There are some clever ideas. But you never know. They might deliver. Or they might get bought without delivering the Mill to the market. They can be seen as a threat to the existing products or as a useful resource. There might be some value in their patents (I don't know how many they've applied for and how many they've got or what's in them besides the content of the publicly available videos and slides). I don't think they'll just disappear as if never existed.
The fact that that binary encodings change depending upon the specific CPU configuration means that if an assembler was to be used then it would have to generate different code for each target CPU that it will be run on.
Also the source code might need changing for each CPU model because basic things like belt length are different and thus needs different handling within the expression of the algorithms.

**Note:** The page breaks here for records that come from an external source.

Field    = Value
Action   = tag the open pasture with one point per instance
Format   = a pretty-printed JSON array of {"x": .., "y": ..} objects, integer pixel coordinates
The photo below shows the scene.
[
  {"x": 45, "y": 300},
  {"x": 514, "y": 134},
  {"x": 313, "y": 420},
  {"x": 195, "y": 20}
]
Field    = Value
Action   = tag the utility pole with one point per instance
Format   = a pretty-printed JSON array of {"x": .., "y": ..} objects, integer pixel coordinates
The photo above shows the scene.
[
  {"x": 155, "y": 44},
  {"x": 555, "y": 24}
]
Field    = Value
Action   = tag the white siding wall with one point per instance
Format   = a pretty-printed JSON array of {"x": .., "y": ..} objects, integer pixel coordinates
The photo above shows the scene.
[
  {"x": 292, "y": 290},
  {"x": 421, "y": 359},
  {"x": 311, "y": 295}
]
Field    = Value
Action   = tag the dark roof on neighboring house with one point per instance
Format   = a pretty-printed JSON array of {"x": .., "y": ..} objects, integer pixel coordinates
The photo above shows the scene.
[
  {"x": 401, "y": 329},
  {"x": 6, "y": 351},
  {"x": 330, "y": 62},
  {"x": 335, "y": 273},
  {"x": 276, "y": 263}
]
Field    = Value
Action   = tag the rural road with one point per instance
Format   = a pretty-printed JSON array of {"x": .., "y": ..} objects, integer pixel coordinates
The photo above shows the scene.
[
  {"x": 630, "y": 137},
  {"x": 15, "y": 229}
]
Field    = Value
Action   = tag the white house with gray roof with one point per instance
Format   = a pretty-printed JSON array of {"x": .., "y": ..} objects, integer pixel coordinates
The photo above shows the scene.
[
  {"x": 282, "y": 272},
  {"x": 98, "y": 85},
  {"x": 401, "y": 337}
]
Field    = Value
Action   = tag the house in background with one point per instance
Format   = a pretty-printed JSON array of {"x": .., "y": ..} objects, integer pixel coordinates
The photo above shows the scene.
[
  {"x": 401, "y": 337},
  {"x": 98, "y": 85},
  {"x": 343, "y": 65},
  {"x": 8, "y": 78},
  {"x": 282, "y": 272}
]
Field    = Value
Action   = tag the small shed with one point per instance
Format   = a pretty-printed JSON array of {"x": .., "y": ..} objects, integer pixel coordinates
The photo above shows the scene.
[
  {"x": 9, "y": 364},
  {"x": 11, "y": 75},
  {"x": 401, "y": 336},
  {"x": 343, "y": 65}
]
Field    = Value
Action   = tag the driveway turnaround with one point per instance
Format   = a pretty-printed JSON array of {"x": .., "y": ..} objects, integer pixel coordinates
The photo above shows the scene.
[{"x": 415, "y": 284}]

It is not clear to me whether each implementation of the same specced CPU will use the same encodings. There appears to be an automatic generator used to define the encodings and no human is involved the the bit allocation. So if there is some new method used or an algorithmic improvement in the bit encoding it could be that a newer version of the same specced chip would have a different binary instruction encoding. And this is the point (if correct) that would kill assembly code on a practical level and force the use of the "specialiser" to convert intermediate code into hardware opcodes.